Digital ingredient gives Valentine’s chocolates personal flavour
Computer scientists have teamed up with a Nottingham chocolatier to add personalised digital content to Valentine’s chocolate gifts.
The Mixed Reality Laboratory at the University of Nottingham has developed the Hybrid Gifting platform as part of a larger research project with multiple partners. The platform has been developed to allow people to create a personalised multimedia digital gift to send along with a physical gift. This can be up to four pieces of content in any combination – from a favourite song or special photos to bespoke audio and video content.
The university trialled the platform for the first time with Studio Chocolate in Nottingham to offer a hybrid chocolate Valentine’s gift. Studio Chocolate’s beautifully designed, handmade Hybrid Artist Chocolate Collection was offered with a unique link to a web page where the customer could easily add or create their own content. Along with the chocolates, the lucky recipients will receive a QR code that will open and play their digital gift.

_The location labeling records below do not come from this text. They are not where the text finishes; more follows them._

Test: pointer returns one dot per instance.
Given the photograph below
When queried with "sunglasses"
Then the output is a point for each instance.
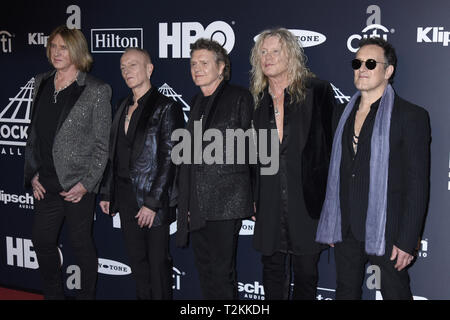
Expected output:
(370, 64)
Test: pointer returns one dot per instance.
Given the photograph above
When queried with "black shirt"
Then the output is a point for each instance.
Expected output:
(125, 141)
(355, 173)
(47, 118)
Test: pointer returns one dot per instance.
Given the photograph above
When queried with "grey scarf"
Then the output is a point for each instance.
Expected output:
(329, 228)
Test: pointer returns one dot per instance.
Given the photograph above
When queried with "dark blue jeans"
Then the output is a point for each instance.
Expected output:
(51, 212)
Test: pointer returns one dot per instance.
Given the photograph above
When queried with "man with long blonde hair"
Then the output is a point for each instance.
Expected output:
(299, 106)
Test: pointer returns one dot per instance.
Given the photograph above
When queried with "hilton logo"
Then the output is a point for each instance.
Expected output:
(116, 40)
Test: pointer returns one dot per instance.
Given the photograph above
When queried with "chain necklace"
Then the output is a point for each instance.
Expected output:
(56, 92)
(275, 100)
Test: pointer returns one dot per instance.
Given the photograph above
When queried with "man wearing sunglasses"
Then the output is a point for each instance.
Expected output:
(378, 182)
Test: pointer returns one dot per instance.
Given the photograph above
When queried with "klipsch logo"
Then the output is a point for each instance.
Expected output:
(14, 121)
(374, 29)
(433, 35)
(116, 40)
(25, 201)
(182, 34)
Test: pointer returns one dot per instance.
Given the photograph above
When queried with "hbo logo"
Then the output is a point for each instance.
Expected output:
(183, 34)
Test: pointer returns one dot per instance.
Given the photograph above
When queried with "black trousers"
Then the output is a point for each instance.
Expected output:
(351, 258)
(147, 248)
(276, 276)
(215, 248)
(51, 212)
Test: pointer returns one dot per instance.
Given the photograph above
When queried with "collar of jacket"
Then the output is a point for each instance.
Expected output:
(81, 78)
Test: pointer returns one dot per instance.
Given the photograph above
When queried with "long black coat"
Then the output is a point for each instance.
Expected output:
(307, 160)
(151, 169)
(408, 177)
(223, 191)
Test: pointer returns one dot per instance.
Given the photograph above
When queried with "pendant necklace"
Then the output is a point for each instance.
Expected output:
(56, 92)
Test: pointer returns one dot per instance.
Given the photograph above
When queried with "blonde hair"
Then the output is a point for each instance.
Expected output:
(297, 73)
(76, 44)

Dr Jocelyn Spence from the University of Nottingham said: “This past year has shown us more than ever just how important digital platforms are for maintaining personal connections with people. Our Hybrid Gifting platform offers a new way to combine the physical gift with the digital to create a unique and personal experience.”
Ellie Wharrad, Le Cordon Bleu-trained chocolatier and owner of Studio Chocolate, said: “Chocolates are always a popular Valentine’s gift, whether it’s for a DIY date night, a Galentine’s Day treat, or anyone else you want to show some lockdown care to. It’s been really exciting to be able to offer the Hybrid Gift, which has allowed our customers to add a truly personal touch to their gift, which during these difficult times will be extra special.”
The Hybrid Gifting research project has been funded by the EPSRC and aims to create opportunities for UK companies to innovate new products and services in the global marketplace. Through collaboration with commercial and third-sector partners, the researchers will explore how a range of different types of product might become hybrid gifts: fast-moving consumer goods, hand-crafted high-value artisan products, luxury food gifts, and local experiences, each of which could be coupled with a digital component that would enhance its value to both giver and receiver.
Dr Spence continues: “Digital gifting online (giving media such as music, video, images, games and subscription accounts) is still in its infancy, but is a rapidly growing sector of the market. Digital gifts, however, fail to be appreciated as gifts as much as their physical counterparts do, and as such are easily forgotten, and rarely reflected on or reciprocated. We are collecting feedback from our collaboration with Studio Chocolate to refine the Hybrid Gifting platform and develop alternative concepts so we can create, give, enable, sell and study these new products to understand their use and value, and generate a gifting toolkit to support hybrid gifting processes for use by the community.”